Senior Vice President of FIFA
- In office 5 September 2017 – 8 April 2018
- President: Gianni Infantino
- Preceded by: Ángel María Villar
- Succeeded by: Salman Bin Ibrahim Al-Khalifa

Personal details
- Born: Chung Kim Hiong 13 July 1962 (age 64) Malaysia
- Awards: Order of the British Empire

= David Chung (football executive) =

Malaysian-Papua New Guinean sports official (born 1962)

David Chung OBE (born Chung Kim Hiong, 13 July 1962) is a Malaysian-Papua New Guinean sports official. He served as President of the Papua New Guinea Football Association (PNGFA) from 2004 to 2018, as president of the Oceania Football Confederation (OFC) between 2011 and 2018, and was a member of the FIFA Council in 2017 and 2018.

== Biography ==
Chung moved from Malaysia to Papua New Guinea in 1985 and later became a naturalised citizen. Initially involved in rugby league, he transitioned to association football as a player, coach, referee, and administrator. While working in the New Guinea Highlands, he secured external funding and contributed personal resources to youth development programmes.

He was elected President of the Papua New Guinea Football Association in 2004. In 2007, he became Senior Vice-president of the Oceania Football Confederation (OFC) under President Reynald Temarii. Following Temarii's suspension by the FIFA Ethics Committee over corruption allegations in November 2010, Chung was appointed Acting President, with New Zealand's Fred de Jong as Senior Vice-president. He was elected unopposed as OFC President in January 2011 for a four-year term.
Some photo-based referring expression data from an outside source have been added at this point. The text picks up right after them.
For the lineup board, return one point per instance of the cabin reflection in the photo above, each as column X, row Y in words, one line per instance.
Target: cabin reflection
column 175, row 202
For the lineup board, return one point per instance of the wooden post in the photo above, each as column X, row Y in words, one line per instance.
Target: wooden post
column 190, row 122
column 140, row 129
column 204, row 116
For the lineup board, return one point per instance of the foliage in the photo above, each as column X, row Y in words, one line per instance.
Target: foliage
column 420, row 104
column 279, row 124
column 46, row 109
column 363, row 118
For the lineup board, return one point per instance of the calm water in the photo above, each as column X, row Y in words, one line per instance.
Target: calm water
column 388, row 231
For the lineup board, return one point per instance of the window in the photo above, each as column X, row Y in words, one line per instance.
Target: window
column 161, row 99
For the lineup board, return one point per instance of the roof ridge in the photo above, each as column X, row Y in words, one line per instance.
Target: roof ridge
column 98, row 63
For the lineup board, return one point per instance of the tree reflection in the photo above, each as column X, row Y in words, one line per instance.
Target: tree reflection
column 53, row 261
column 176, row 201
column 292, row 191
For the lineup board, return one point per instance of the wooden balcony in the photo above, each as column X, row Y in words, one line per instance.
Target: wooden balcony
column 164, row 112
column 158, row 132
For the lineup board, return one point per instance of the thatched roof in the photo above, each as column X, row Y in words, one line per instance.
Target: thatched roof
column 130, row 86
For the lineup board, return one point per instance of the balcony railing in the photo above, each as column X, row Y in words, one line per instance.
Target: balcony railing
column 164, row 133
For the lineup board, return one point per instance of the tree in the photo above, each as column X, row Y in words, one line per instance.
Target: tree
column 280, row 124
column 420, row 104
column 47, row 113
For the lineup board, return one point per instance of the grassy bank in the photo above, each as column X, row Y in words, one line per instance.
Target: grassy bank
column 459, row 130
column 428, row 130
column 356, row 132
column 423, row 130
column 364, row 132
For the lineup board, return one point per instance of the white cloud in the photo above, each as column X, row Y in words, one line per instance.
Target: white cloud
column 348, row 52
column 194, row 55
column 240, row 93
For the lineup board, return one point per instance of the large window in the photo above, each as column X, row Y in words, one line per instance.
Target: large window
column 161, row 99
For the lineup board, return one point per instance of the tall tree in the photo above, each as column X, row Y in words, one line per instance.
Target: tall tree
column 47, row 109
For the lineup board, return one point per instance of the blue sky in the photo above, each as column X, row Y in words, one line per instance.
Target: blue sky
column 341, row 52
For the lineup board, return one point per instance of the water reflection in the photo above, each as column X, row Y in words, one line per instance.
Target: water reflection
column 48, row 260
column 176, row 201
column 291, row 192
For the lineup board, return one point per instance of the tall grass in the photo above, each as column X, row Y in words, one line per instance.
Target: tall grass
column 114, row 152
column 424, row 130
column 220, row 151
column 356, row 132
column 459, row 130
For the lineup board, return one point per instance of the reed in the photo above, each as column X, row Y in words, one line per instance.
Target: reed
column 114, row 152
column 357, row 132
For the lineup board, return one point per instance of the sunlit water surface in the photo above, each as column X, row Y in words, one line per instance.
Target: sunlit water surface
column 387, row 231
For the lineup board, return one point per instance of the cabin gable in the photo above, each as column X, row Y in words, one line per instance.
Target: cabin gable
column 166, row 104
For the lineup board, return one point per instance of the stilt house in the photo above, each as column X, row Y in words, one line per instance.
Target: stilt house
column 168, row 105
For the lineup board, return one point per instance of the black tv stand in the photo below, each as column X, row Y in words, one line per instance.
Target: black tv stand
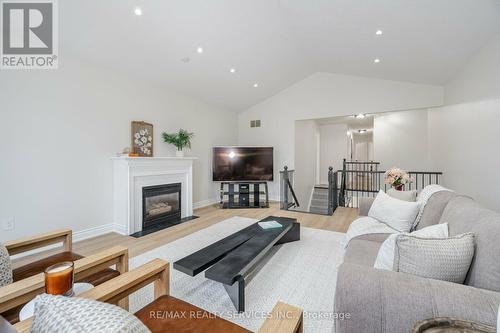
column 244, row 195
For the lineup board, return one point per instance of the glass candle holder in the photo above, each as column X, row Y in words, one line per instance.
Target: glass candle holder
column 59, row 279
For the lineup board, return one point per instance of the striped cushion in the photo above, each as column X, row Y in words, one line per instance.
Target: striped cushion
column 447, row 259
column 60, row 314
column 5, row 267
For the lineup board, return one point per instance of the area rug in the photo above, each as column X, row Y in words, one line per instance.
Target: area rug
column 302, row 274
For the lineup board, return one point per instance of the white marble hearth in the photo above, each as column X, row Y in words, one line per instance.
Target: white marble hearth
column 130, row 175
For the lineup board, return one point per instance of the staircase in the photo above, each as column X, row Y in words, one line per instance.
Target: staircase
column 319, row 200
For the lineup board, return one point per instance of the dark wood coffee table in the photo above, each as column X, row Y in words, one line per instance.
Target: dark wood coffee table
column 231, row 260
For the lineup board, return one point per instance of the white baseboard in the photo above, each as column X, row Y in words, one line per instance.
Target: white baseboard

Chung played a key role in launching Papua New Guinea’s first semi-professional football competition, the Papua New Guinea National Soccer League, in 2006. He also contributed to grassroots football development, supported women’s football, and oversaw infrastructure projects, including a national football academy in Lae and a regional technical centre in Kimbe, with plans for another in Port Moresby.

In July 2012, Chung was appointed an Officer of the Order of the British Empire in the Queen’s Birthday Honours.

On 6 April 2018, Chung resigned as OFC President, PNGFA President, and from the FIFA Council, citing personal reasons. In March 2019, he was fined 100,000 Swiss francs (£76,000) and banned from all football-related activities for six-and-a-half years after being found guilty of corruption.